Here's another example of a "one year old today" ad from an old newspaper. This one was modified heavily from the above slicks; you can even see lines surrounding the main image, indicating that it derives from a mock-up created from elements that were clipped and repositioned. Also, the print quality is quite poor, suggesting it is not a first-generation reproduction.


My favorite thing about the reverse of the ad, aside from the graphic for Convoy, Sam Peckinpah's epic of big-rig truckin' and lovin' on the open highway, is the tagline for the Henry Wrinkler vehicle The One and Only. It's so puzzling that it almost qualifies as a koan. It reads:
He'd do anything for attention. So she had to marry him. She was too embarrassed to have him as a date.
Read it a few times. Tell me those aren't the weirdest three sentences your brain has ever tried to process. She married him to avoid the embarrassment of dating him?

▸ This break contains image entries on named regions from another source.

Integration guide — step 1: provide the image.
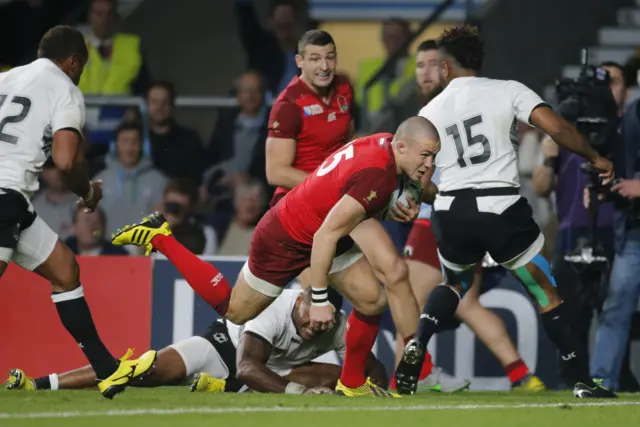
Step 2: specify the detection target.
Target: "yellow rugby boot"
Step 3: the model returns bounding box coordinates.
[336,378,400,398]
[111,212,171,255]
[513,374,547,393]
[98,350,158,399]
[5,369,38,391]
[191,372,227,393]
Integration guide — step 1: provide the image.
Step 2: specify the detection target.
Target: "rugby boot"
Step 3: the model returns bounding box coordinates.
[336,378,400,398]
[396,339,425,394]
[98,350,158,399]
[6,369,38,391]
[191,372,227,393]
[111,212,171,255]
[573,378,618,399]
[511,374,547,393]
[416,366,471,393]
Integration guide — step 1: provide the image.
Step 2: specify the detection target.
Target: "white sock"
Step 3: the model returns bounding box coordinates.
[49,374,58,390]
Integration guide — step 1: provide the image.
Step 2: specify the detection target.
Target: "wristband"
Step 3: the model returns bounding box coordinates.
[284,382,306,394]
[82,184,93,202]
[311,286,330,306]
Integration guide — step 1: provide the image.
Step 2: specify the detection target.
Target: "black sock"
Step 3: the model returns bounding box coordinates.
[51,285,118,379]
[540,304,591,384]
[416,285,460,346]
[34,375,51,390]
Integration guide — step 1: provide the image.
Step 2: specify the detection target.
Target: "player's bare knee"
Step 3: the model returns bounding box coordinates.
[352,285,387,316]
[376,257,411,292]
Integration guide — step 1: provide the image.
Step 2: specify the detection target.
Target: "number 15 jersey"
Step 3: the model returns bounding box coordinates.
[419,77,546,191]
[0,59,85,197]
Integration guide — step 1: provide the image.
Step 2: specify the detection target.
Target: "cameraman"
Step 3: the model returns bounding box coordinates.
[591,67,640,390]
[531,62,628,392]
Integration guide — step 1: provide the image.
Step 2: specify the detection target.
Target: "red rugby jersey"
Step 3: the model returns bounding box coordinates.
[269,75,353,196]
[275,133,397,245]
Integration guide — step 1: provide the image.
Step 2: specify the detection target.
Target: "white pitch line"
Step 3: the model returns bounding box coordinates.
[0,400,640,419]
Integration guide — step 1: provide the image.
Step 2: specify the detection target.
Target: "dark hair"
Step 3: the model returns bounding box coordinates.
[116,122,143,142]
[145,80,176,105]
[164,178,198,205]
[599,61,629,86]
[38,25,89,61]
[417,40,438,52]
[436,24,485,72]
[298,30,336,54]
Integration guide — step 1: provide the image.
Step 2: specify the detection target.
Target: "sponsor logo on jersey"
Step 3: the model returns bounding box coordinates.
[338,95,349,113]
[302,104,324,116]
[367,191,378,203]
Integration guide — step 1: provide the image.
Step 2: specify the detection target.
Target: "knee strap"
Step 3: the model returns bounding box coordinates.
[442,265,475,299]
[515,254,557,307]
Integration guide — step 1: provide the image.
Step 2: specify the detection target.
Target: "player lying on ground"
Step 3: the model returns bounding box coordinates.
[0,26,156,399]
[7,289,387,394]
[391,40,544,392]
[396,25,615,398]
[113,117,439,396]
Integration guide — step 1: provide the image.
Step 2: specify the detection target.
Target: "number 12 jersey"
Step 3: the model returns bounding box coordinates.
[419,77,546,191]
[0,59,85,197]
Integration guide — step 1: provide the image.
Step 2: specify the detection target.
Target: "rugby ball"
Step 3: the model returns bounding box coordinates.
[384,179,422,219]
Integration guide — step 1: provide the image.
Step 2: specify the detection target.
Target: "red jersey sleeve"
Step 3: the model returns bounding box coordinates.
[341,167,395,216]
[269,100,302,139]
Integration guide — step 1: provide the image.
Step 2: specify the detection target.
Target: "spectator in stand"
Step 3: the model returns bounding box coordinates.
[65,207,129,256]
[78,0,150,95]
[201,71,270,212]
[217,181,269,256]
[95,123,167,235]
[235,0,308,98]
[78,0,150,144]
[155,178,218,255]
[32,160,78,240]
[147,81,204,184]
[356,18,416,113]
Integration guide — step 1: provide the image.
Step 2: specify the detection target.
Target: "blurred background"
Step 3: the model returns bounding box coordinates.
[0,0,640,389]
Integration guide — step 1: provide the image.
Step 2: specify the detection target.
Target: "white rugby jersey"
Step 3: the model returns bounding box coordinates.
[419,77,544,191]
[227,289,347,373]
[0,59,85,196]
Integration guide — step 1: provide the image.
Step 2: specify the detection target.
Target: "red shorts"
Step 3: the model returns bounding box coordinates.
[404,219,440,270]
[269,188,287,208]
[243,208,362,298]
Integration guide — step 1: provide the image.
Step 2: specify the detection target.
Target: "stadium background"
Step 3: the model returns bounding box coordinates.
[0,0,640,390]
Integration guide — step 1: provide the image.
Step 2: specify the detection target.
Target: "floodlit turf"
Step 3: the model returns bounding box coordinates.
[0,387,640,427]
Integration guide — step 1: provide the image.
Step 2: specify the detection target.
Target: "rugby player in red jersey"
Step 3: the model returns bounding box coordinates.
[113,117,440,396]
[266,26,418,286]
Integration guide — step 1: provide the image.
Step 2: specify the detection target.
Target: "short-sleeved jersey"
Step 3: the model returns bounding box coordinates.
[275,133,397,245]
[0,59,85,196]
[269,75,353,199]
[227,289,347,372]
[419,77,544,191]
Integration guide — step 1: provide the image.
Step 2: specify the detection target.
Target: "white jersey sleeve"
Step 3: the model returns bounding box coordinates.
[51,86,85,133]
[507,80,545,124]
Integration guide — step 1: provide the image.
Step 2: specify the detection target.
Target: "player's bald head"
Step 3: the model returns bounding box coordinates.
[393,116,440,145]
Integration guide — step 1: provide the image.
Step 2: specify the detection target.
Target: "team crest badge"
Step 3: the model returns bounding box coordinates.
[338,95,349,113]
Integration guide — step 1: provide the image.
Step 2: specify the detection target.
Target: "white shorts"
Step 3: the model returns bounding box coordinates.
[0,216,58,271]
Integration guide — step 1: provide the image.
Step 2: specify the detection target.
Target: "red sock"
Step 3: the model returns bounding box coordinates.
[151,235,231,316]
[504,359,529,384]
[340,310,382,388]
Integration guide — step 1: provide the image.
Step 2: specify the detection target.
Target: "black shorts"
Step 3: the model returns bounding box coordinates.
[431,188,540,266]
[0,188,36,250]
[200,320,244,393]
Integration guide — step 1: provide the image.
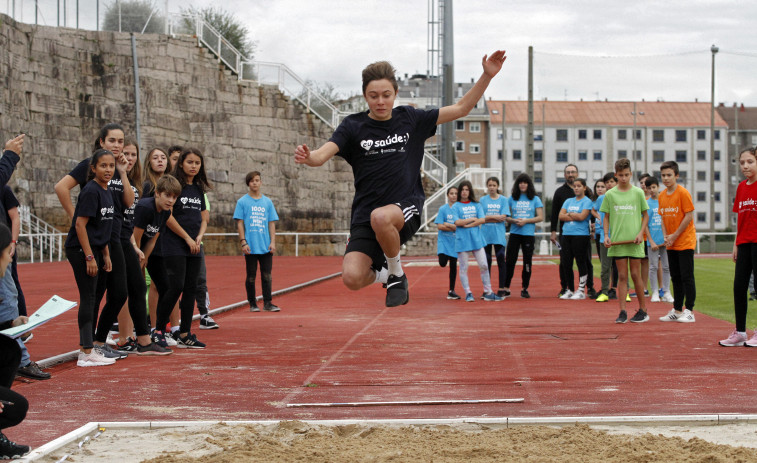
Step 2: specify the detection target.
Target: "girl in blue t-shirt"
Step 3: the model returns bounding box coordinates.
[452,180,504,302]
[434,186,460,300]
[559,178,594,299]
[150,148,211,349]
[65,149,116,367]
[481,177,510,297]
[505,173,544,298]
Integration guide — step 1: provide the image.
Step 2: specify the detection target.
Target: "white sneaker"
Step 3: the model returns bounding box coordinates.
[76,349,116,367]
[660,309,683,322]
[676,309,696,323]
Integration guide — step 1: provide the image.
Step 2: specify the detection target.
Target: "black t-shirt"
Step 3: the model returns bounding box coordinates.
[133,197,171,255]
[121,185,139,241]
[159,184,205,256]
[329,106,439,228]
[65,180,114,248]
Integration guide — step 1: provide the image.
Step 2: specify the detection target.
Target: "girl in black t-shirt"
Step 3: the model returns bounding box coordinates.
[65,149,116,367]
[154,148,210,349]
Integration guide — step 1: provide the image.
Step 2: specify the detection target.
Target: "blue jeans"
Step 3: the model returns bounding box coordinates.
[0,265,31,367]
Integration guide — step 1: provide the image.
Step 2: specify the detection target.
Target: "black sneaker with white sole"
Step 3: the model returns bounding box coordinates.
[386,273,410,307]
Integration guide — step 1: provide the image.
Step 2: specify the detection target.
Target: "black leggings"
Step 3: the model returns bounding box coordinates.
[484,244,507,288]
[439,254,457,291]
[0,335,29,430]
[505,233,535,289]
[668,249,697,311]
[244,252,273,305]
[66,248,107,349]
[733,243,757,333]
[95,240,129,342]
[155,255,202,333]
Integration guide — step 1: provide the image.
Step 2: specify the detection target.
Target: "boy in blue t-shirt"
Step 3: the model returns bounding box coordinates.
[234,171,281,312]
[644,177,673,302]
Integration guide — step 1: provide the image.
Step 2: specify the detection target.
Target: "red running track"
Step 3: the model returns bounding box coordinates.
[7,257,757,446]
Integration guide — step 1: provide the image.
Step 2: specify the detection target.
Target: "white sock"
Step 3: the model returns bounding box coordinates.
[384,254,405,277]
[374,267,389,284]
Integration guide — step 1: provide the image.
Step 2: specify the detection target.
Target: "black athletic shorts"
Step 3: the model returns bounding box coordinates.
[344,201,421,270]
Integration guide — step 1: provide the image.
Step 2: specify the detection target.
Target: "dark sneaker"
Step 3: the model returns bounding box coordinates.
[263,302,281,312]
[16,362,50,379]
[135,342,173,355]
[0,432,32,460]
[200,315,220,330]
[631,309,649,323]
[176,333,205,349]
[386,274,410,307]
[116,338,137,354]
[150,330,168,348]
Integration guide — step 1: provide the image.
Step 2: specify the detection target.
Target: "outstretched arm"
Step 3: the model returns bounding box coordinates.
[436,50,507,125]
[294,141,339,167]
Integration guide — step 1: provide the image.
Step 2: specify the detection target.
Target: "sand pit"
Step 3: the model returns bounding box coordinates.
[38,421,757,463]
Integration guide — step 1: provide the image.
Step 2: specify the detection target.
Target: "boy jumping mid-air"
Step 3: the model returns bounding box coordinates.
[294,50,506,307]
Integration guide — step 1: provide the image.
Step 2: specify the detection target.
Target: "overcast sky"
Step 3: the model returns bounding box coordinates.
[7,0,757,106]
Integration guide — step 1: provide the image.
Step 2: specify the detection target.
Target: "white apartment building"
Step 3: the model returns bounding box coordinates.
[487,100,732,229]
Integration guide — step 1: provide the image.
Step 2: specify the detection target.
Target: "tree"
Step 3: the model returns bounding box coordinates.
[181,6,256,60]
[103,0,166,34]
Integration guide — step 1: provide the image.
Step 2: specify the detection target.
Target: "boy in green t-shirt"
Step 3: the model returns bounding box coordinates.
[599,158,649,323]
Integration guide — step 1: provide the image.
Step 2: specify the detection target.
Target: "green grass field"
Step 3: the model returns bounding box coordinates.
[554,258,757,330]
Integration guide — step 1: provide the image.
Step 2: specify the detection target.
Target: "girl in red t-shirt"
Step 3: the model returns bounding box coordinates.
[719,148,757,347]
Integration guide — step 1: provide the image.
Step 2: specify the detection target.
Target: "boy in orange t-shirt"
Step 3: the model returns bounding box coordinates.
[658,161,697,323]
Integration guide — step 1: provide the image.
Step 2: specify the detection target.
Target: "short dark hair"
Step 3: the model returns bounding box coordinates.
[615,158,631,173]
[363,61,399,95]
[244,170,263,186]
[660,161,680,175]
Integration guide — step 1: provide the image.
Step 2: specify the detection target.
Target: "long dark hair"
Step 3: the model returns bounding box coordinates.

Okay, having gotten that out of the way, we can discuss the date. No, not Winkler's embarrassment date, the release date of the movie. The top of the page reveals that the ad appeared in the paper on October 27, 1978.

"Ah," you're saying to yourself, "this theater must have gotten the movie late!"

Well, sort of.

You see the Hoyts Cinema Centre at 140 Bourke Street wasn't a U.S. theater; it was an Australian theater, located in Melbourne. And Australians didn't get to see Star Wars until it had been out in the States for several months.

Sure enough, IMDb reveals that Star Wars hit Australia on October 27, 1977, exactly one year prior to the date of our ad.

The Cinema Centre was a luxurious movie palace designed with a modernist aesthetic. You can read more about the complex here and here, and you can peruse some of architect Peter Muller's original drawings and models here.

More pertinent to the present topic is the comment of "Snub" in the discussion about the Cinema Centre found here. In it he says, "My favourite memory of the place, along with thousands of others, is the initial engagement of Star Wars that ran for over a year in the building."

There you have it: Firsthand confirmation that Star Wars played in the Cinema Centre for a full year.

Sadly, the Cinema Centre is no more, having been boarded up in the '00s.

One question remains: Was the "birthday" poster ever used in Australia? I would guess not, but I'd love to be proven wrong.

1 comment:

  1. That ad for the 'Bad News Tigers' is actually for a film called 'Here Come the Tigers' which was a rip-off of 'The Bad News Bears' made by the same production team that would later make the original 'Friday the 13th' film.